Marine general reflects on Sept. 11; Lehnert warns against hasty answers to terror

By: JOE BECK - Staff Writer

FALLBROOK ---- The general in command of West Coast Marine bases urged Americans to resist seeking "instant gratification" against terrorism in a speech Monday at Fallbrook's program commemorating Sept. 11, 2001.

Attempts to rush a solution to terrorism are likely to meet with failure, Maj. Gen. Michael R. Lehnert told an audience of about 150 that included dozens of schoolchildren and many members of the military, police and fire services.

"This war is going to last a long time,'' Lehnert said. "It may not be over in the lifetime of our sons and daughters."

Lehnert assumed overall responsibility for seven West Coast Marine bases late last year, including Camp Pendleton, where he is headquartered. His call to guard against instant gratification was one of several warnings contained in his speech reflecting on 9/11 and subsequent events. Though the nation's mood toward the politics of terrorism has turned sour since the first weeks of unity after Sept. 11, 2001, the military must steer clear of such divisive issues, Lehnert said. "We have to remain above the political fray,'' he said.

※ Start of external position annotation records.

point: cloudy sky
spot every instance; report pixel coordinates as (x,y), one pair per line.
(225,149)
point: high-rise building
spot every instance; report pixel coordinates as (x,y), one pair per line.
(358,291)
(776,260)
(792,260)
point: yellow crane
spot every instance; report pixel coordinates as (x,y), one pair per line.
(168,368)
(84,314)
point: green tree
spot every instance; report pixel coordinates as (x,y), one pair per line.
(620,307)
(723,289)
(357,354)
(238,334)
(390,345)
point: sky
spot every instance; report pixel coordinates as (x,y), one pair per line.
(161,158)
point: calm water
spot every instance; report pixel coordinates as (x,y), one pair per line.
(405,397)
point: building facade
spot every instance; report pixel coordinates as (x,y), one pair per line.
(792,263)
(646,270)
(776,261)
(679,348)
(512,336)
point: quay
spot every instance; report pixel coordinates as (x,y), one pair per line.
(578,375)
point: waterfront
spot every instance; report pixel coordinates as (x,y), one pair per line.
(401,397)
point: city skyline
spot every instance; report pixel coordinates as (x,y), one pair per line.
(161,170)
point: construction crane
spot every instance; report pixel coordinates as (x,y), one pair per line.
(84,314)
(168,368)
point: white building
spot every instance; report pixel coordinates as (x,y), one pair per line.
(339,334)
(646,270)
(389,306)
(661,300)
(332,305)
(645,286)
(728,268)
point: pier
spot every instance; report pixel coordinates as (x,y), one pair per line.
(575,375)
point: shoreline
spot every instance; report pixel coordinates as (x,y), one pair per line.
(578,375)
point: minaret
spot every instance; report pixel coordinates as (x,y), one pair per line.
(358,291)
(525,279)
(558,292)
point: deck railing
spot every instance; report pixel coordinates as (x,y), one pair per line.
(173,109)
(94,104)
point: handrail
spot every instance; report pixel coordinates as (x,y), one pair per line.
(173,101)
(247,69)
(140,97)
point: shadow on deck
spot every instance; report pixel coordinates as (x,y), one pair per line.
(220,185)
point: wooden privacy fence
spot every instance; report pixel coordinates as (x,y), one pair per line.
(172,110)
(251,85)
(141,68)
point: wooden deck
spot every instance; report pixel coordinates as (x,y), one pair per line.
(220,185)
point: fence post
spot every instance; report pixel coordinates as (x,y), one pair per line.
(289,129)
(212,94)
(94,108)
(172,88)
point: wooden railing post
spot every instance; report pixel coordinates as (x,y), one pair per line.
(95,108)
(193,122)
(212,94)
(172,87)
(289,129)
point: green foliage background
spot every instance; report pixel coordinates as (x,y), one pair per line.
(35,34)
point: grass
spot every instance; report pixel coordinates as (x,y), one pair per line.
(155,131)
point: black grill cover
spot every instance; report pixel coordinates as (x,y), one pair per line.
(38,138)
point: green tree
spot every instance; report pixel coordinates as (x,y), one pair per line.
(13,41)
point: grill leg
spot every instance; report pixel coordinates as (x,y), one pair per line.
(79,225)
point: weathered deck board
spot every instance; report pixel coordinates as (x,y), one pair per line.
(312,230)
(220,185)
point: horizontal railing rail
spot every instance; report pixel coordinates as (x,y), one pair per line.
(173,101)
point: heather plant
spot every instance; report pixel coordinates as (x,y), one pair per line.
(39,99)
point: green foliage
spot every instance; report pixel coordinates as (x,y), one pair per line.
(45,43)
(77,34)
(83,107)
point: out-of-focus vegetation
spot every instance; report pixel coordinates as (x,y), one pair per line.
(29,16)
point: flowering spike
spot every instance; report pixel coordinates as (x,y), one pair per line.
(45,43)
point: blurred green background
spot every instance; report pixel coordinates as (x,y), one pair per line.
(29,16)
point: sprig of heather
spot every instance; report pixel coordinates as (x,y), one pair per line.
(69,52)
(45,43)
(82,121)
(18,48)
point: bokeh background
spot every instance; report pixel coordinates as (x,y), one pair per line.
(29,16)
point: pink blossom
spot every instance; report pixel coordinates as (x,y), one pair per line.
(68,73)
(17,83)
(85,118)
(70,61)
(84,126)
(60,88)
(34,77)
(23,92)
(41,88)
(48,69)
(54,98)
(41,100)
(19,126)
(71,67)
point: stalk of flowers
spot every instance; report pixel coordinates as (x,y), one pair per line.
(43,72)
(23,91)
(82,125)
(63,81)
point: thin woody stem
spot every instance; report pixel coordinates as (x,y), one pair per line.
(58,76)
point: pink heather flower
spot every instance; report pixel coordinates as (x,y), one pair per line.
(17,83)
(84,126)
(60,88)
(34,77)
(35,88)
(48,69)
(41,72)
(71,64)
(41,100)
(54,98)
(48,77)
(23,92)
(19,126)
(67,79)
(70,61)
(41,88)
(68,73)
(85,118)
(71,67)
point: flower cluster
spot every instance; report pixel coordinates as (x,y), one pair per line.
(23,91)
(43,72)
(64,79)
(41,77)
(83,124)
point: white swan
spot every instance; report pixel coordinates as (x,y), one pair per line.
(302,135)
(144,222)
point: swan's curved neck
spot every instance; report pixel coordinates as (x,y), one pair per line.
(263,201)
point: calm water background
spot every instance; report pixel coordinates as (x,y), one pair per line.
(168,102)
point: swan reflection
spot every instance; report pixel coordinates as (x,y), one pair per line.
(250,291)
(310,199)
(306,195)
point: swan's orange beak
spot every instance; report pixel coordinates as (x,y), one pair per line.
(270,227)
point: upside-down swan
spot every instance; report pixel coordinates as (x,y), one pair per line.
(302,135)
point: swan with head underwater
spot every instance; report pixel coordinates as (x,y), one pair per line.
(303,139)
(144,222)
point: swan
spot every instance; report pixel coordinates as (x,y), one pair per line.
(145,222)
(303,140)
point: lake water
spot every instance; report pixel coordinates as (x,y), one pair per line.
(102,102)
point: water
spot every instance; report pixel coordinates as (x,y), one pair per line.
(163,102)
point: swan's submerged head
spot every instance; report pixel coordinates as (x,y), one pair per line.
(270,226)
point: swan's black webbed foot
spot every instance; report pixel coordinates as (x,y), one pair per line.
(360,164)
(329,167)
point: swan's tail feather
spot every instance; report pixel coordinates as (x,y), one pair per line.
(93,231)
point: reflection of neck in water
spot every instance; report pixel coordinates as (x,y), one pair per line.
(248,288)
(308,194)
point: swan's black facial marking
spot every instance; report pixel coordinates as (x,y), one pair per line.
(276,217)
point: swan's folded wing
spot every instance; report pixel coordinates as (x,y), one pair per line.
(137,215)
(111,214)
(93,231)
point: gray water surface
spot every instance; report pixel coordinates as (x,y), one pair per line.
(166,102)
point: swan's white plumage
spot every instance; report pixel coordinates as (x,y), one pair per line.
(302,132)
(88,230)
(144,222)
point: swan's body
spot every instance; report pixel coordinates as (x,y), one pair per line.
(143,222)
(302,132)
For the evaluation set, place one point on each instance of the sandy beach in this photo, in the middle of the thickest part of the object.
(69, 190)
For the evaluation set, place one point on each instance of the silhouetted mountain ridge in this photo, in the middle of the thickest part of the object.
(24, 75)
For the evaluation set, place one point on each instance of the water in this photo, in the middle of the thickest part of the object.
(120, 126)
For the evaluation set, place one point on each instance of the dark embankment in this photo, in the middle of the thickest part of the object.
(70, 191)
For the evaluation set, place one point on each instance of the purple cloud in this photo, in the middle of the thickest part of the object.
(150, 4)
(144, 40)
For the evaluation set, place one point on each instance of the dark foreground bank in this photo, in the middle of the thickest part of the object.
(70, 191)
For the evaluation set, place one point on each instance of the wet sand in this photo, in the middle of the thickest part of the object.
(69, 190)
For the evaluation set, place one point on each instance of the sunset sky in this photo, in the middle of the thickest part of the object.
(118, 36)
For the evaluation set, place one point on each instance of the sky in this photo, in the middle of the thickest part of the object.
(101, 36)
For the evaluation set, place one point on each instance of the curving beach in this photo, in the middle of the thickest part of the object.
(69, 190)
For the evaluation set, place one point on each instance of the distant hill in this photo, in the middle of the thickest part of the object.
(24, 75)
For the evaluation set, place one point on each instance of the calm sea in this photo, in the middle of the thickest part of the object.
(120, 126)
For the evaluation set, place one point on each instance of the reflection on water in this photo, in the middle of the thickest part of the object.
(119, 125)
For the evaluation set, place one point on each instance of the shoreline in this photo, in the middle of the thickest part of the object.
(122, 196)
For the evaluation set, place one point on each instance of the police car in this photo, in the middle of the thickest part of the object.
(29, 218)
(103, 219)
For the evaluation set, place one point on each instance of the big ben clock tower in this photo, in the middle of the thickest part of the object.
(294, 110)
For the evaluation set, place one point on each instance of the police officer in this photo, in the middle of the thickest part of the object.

He called the conflict between terrorists and Western societies a "war of ideas'' with democracy on one side and those who seek to destroy it on the other. "It is not a religious war,'' he said.

Turning to the controversy over the treatment of prisoners held at the Guantanamo Bay detention center in Cuba, Lehnert talked about a visit he made to the base at which soldiers told him that they treated the prisoners much better than Americans would be treated if the current roles of captors and prisoners were reversed. Lehnert said he told them that their comments were accurate but "irrelevant."

Americans must not succumb to the temptation to copy terrorists' vengeful, inhumane treatment of those they deem their enemies, Lehnert said. "We cannot afford to sacrifice the values that made us great on the altar of expediency,'' he said.

Lehnert was stationed at Camp Lejeune, N.C., during the terrorist attack, where he recalled predicting that America would never be the same again ---- a prediction he said had proven regrettably accurate.

The audience gave Lehnert its strongest applause for the praise he offered at the end of his speech for the impressive performance of the Marines serving under him.

"They are in fact the inheritors of Tom Brokaw's 'Greatest Generation,' " Lehnert said.

Many of the children at the event performed songs, danced and recited the preamble to the Constitution in unison. The program hit a somber note with the tolling of a bell ---- nine times for September, 11 times for the 11th day of the month and one bell for 2001.

The program's theme was "Let's Roll,'' a phrase attributed to Todd Beamer, a passenger on board a hijacked plane that crashed into the Pennsylvania countryside before it could reach Washington. Beamer is credited with leading a passenger revolt that is widely believed to have stopped the terrorists from completing a mission that had targeted the Capitol or the White House.

Mitch Chandler, commander of Fallbrook's Veterans of Foreign Wars Post 1924, called Lehnert's remarks impressive in articulating and grasping "the range of the problems we are facing."

Chandler said this year's ceremony was much improved over 2005.

"Overall, I thought we really got the community involved at a much higher level than last year," he said.